Attacks on trans people won’t help Democrats win elections, but they will plunge a vulnerable community into greater danger. Transgender Americans were “over four times more likely” than cisgender people to experience violence like sexual assault, rape, and aggravated or simple assault, the Williams Institute at UCLA found in 2021. Trans and nonbinary people are more likely to live in poverty, more likely to be food insecure, and more likely to be out of work, according to a 2022 study cited by CNN in July. When we’re talking about poor and working-class Americans, that includes trans people, and they deserve a vision, too. A party that works for all people must include trans people.

But it’s on Democrats to prove the case, and thus far they haven’t done so. Consider Trump’s ads. If they had an effect, the Democratic Party must bear the blame, and not because they’re too far left. Harris tacked right almost as soon as she got in the race. The Times reported that she frequently sought economic advice from her brother-in-law Tony West, who took leave from his role as Uber’s general counsel to assist her campaign. Though West had little experience on economic policy, he and Harris adviser Brian Nelson “were in frequent contact with business executives and Wall Street donors during the campaign,” the Times added. The result was a vision that never cohered, as Harris tried to inject populism into business-friendly policy and failed to produce anything meaningful. Harris’s muddled economic message arguably lent Trump’s attacks greater potency. Because she didn’t offer voters a persuasive alternative, many came to believe that she’d work for people who weren’t like them.

Even so, the Democratic Party’s problems did not start with Harris or with her economic policy, or with a few pro-trans remarks that she made before she ran for president.
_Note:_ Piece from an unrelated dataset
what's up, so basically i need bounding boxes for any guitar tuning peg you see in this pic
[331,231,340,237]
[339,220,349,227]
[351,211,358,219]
The party’s inconsistency — its refusal to reliably champion working Americans — left trans people vulnerable to attacks from the right. Had voters believed that Democrats would lower the costs of housing or health care or other basic necessities, perhaps Harris would have won, or at least run a closer race. Instead she courted elites, as generations of Democrats have done before her, and handed the country to an aspiring tyrant.

Now some Democrats and their liberal supporters would rather help Trump divide the working class against itself than admit the party failed. Liberals project their own intellectual and moral failings onto the left, which they accuse of rigidity and a certain wishful thinking. When Maureen Dowd wrote that “woke is broke” in her post-election diatribe, she imagined a country that is nothing more than a mirror of herself. When the hosts of Morning Joe read her column on air in its tedious entirety, they revealed themselves, not some hidden truth in the national soul. Their conclusions are far too convenient to be realistic. How lucky for Dowd that voters share her exact biases, that their enemies are her enemies and their fears her fears.

Democrats need to deal with the electorate they have, but they can and should do so without denigrating trans and nonbinary people. Liberals and electeds who say the party should move further to the right do so because they aren’t interested in serving the working class. They’d rather absolve themselves while avoiding the hard work of introspection. That way lies a political dead end. If the Democratic Party is to be fit for purpose, it will have to offer voters real answers, not technocracy or elitism or scapegoats. Trans people didn’t cost Democrats the election. Liberals did that all by themselves.